RB sales have declined in Nigeria as the economy weakens, Kapoor said. The country is reeling from falling crude prices, while foreign-currency controls imposed by the central bank have led to an overvalued naira and restrictions on imports. President Muhammadu Buhari’s government is also at risk of repelling investors after imposing a $5.2 billion fine on MTN Group Ltd., the nation’s biggest mobile-phone company, that analysts say is excessive.
“We are still growing but we are not growing at the same rate we were growing a couple of years ago,” Kapoor said. “Have some of the economic challenges from lower oil prices impacted this country? Yes they have.”
RB shares were little changed at 6,414 pence as of 8:19 a.m. in London, valuing the company at 45.5 billion pounds ($69.8 billion).

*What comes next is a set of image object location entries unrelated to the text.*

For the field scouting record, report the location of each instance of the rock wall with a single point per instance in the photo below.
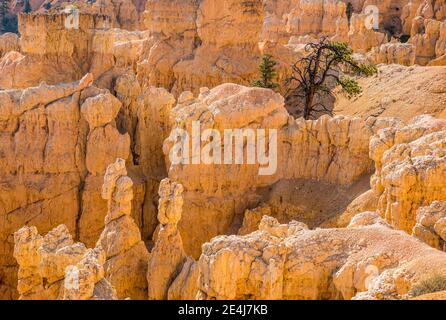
(431, 223)
(291, 262)
(56, 143)
(310, 150)
(410, 167)
(53, 267)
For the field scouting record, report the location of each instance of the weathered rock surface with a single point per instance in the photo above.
(168, 259)
(53, 267)
(431, 225)
(292, 262)
(126, 254)
(312, 150)
(410, 169)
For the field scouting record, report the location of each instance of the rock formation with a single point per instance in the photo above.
(292, 262)
(53, 267)
(168, 259)
(126, 254)
(162, 147)
(309, 150)
(431, 225)
(410, 167)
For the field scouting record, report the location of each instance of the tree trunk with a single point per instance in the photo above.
(308, 105)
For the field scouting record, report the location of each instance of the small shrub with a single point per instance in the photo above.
(267, 73)
(435, 284)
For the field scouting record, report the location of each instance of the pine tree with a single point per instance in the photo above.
(27, 7)
(267, 73)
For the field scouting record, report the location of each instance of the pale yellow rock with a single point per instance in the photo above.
(126, 254)
(410, 167)
(100, 110)
(167, 257)
(306, 264)
(431, 225)
(312, 150)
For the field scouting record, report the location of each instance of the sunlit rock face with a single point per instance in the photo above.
(309, 150)
(410, 167)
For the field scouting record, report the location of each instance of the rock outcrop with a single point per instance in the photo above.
(410, 167)
(431, 225)
(53, 267)
(311, 150)
(126, 254)
(291, 262)
(168, 258)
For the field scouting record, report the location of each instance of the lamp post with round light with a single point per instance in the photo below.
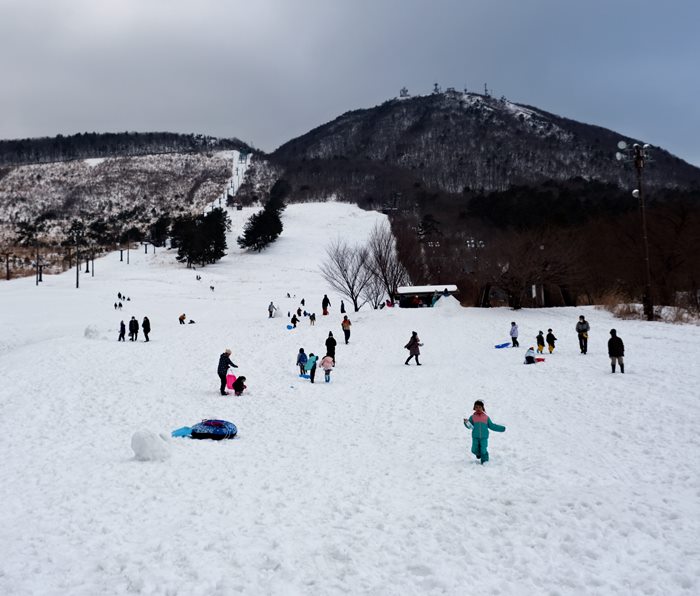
(639, 155)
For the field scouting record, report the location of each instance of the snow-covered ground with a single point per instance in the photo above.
(361, 486)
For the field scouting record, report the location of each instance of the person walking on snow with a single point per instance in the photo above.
(540, 342)
(133, 329)
(480, 424)
(413, 347)
(301, 360)
(514, 334)
(224, 363)
(616, 351)
(310, 366)
(346, 324)
(330, 346)
(582, 329)
(327, 366)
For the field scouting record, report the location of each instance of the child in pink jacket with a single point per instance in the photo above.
(327, 366)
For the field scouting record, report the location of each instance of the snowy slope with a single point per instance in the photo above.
(363, 485)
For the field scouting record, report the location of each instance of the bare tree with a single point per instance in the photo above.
(374, 292)
(384, 261)
(346, 271)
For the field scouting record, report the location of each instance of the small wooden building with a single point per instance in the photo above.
(420, 296)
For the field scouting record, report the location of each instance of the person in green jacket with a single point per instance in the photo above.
(480, 424)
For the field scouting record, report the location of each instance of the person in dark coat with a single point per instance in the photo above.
(540, 342)
(133, 329)
(582, 329)
(310, 366)
(330, 345)
(413, 347)
(224, 364)
(146, 326)
(616, 351)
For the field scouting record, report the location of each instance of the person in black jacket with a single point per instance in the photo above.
(224, 363)
(330, 346)
(146, 326)
(133, 329)
(582, 329)
(616, 351)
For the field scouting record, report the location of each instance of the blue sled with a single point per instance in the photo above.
(185, 431)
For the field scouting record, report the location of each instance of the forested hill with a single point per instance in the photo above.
(454, 141)
(122, 144)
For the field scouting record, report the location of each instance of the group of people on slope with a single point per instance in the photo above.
(616, 347)
(307, 363)
(134, 329)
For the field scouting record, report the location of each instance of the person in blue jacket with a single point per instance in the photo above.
(310, 366)
(301, 360)
(480, 424)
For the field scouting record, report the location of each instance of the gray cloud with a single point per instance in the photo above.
(268, 70)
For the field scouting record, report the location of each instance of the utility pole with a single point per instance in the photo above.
(639, 155)
(7, 265)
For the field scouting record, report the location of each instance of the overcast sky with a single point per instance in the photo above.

In Nigeria’s favor is a relatively young population, which is Africa’s biggest at about 180 million people, the CEO said. About 44 percent of Nigerians are under 15, according to U.S. Census Bureau Data, compared with 28 percent in South Africa and 17 percent in the U.K., where RB is based.
“Look at the demographics of this country,” Kapoor said. “You still have a large number of young children going into jobs, going into employment and creating economic health and prosperity.”
Nigeria must invest more in health, security and infrastructure and improve corporate governance, Kapoor said. If it succeeds, the country will grow in importance for RB, which sells products in almost 200 countries.
“It can rank alongside -- in my opinion -- in 20 to 30 years, Brazil and Russia, which would make it one of the most important markets,” he said.